How would the presidential candidates react? Would American public opinion favor a hawkish or a dovish reaction?

Further details from the New York Times:

    The inspection conducted on Sunday took place on two hours notice, a time period so short that it appears unlikely that the Iranians could have turned on their centrifuges to impress the inspectors. According to diplomats familiar with the inspectors’ report, in addition to 1,300 working centrifuges, another 300 were being tested and appeared ready to be fed raw nuclear fuel as soon as late this week, the diplomats said. Another 300 are under construction.

    “They are at the stage where they are doing one cascade a week,” said one diplomat familiar with the analysis of Iran’s activities, who declined to be identified because of the sensitivity of the information. A “cascade” has 164 centrifuges, and experts say that at this pace, Iran could have 3,000 centrifuges operating by June — enough to make one bomb’s worth of material every year. Tehran may, the diplomat said, be able to build an additional 5,000 centrifuges by the end of the year, for a total of 8,000.
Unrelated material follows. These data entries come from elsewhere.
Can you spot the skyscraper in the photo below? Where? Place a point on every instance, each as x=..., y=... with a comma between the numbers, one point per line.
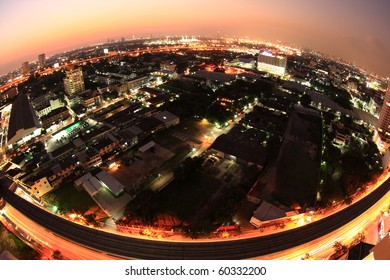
x=74, y=81
x=383, y=125
x=25, y=69
x=42, y=60
x=272, y=64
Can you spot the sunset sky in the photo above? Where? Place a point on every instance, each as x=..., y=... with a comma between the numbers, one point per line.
x=356, y=30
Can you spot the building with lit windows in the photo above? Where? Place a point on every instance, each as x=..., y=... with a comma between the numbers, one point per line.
x=25, y=69
x=23, y=123
x=42, y=60
x=74, y=81
x=272, y=64
x=383, y=125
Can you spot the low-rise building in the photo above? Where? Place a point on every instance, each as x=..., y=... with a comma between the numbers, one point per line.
x=167, y=118
x=41, y=187
x=55, y=116
x=136, y=83
x=266, y=212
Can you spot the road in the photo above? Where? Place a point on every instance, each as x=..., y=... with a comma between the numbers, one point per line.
x=136, y=248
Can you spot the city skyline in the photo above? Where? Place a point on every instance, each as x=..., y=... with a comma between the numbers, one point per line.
x=352, y=30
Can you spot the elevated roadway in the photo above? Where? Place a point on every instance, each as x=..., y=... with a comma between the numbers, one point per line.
x=136, y=248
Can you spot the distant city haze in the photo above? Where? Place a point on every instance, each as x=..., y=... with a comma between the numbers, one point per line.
x=355, y=30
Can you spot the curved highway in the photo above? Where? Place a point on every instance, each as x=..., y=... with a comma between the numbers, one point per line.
x=134, y=248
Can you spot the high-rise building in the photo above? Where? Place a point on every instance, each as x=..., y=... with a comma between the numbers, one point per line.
x=74, y=81
x=273, y=64
x=42, y=60
x=25, y=69
x=383, y=124
x=23, y=121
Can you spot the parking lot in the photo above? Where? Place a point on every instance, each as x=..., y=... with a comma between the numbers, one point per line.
x=68, y=134
x=225, y=170
x=133, y=171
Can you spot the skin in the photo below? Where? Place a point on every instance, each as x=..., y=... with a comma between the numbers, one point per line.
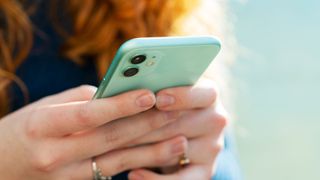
x=58, y=135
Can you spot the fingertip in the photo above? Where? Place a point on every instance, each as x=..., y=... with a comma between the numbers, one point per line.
x=145, y=99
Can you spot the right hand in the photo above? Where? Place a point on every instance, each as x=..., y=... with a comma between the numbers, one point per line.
x=56, y=137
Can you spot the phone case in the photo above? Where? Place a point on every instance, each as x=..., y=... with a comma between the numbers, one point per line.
x=170, y=62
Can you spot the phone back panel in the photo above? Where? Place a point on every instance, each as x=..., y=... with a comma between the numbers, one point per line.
x=170, y=62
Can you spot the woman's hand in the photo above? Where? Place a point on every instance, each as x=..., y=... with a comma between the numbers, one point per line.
x=56, y=137
x=202, y=121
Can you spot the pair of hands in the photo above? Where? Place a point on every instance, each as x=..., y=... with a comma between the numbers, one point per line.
x=56, y=137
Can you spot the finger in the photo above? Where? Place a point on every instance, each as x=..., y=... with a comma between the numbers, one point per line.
x=63, y=119
x=181, y=98
x=193, y=123
x=191, y=172
x=143, y=156
x=202, y=150
x=113, y=135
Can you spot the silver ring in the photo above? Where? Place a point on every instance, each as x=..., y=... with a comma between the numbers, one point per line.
x=97, y=174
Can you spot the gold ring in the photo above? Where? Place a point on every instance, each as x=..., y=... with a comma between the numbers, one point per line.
x=97, y=174
x=184, y=161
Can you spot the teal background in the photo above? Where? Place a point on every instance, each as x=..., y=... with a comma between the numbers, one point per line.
x=276, y=80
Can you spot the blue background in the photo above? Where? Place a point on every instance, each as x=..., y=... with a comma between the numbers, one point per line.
x=276, y=80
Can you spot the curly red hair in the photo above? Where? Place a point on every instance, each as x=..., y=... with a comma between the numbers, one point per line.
x=98, y=29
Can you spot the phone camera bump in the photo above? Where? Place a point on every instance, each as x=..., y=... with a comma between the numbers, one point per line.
x=138, y=59
x=130, y=72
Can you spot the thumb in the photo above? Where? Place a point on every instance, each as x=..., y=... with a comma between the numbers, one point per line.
x=143, y=174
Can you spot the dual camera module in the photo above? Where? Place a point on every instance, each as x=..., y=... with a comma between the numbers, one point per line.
x=133, y=70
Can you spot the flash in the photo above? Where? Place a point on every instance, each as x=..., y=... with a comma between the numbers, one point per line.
x=150, y=63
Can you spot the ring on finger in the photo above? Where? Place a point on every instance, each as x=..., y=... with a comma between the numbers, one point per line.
x=97, y=174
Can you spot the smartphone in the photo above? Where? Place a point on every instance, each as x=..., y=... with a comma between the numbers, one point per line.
x=157, y=63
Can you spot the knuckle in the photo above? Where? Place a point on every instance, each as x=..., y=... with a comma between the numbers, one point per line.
x=30, y=126
x=213, y=94
x=221, y=120
x=83, y=115
x=113, y=135
x=121, y=165
x=86, y=91
x=215, y=148
x=44, y=160
x=160, y=157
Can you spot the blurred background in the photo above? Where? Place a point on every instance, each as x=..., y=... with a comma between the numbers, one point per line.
x=277, y=81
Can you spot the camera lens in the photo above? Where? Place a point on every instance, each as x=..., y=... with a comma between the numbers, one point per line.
x=130, y=72
x=138, y=59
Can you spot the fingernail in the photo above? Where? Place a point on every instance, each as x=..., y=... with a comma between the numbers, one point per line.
x=178, y=147
x=135, y=176
x=172, y=115
x=165, y=100
x=145, y=100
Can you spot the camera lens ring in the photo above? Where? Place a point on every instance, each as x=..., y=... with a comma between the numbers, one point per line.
x=132, y=71
x=138, y=59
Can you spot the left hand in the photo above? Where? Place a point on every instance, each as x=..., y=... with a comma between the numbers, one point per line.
x=202, y=121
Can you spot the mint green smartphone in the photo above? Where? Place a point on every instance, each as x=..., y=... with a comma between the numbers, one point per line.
x=158, y=63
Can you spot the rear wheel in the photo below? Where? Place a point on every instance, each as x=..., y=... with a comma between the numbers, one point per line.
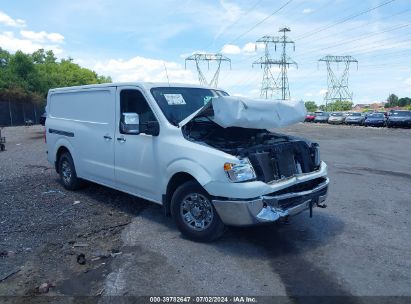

    The inspectors have tested the output and concluded that Iran is producing reactor-grade uranium, enriched to a little less than 5 percent purity. But that still worries American officials and experts here at the I.A.E.A. If Iran stores the uranium and later runs it through its centrifuges for another four or five months, it can raise the enrichment level to 90 percent — the level needed for a nuclear weapon.

    In the arcane terminology of nuclear proliferation, that is known as a “breakout capability,” the ability to throw inspectors out of the country and then produce weapons-grade fuel, as North Korea did in 2003.

    Some Bush administration officials and some nuclear experts here at the I.A.E.A. and elsewhere suspect that the Iranians may not be driving for a weapon but rather for that “breakout capability,” because that alone can serve as a nuclear deterrent. It would be a way for Iran to make clear that it could produce a bomb on short notice, without actually possessing one.

    One senior European diplomat, who declined to speak for attribution, said Washington would now have to confront the question of whether it wants to keep Iran from producing any nuclear material or whether it wants to keep Tehran from gaining the ability to build a weapon on short notice.

    “The key decision you have to make right now,” the diplomat said, “is that if you don’t want the breakout scenario, you would have to freeze the Iranian program at a laboratory scale. Because if you continue this stalemate, that will bring you, eventually, to a breakout capability.”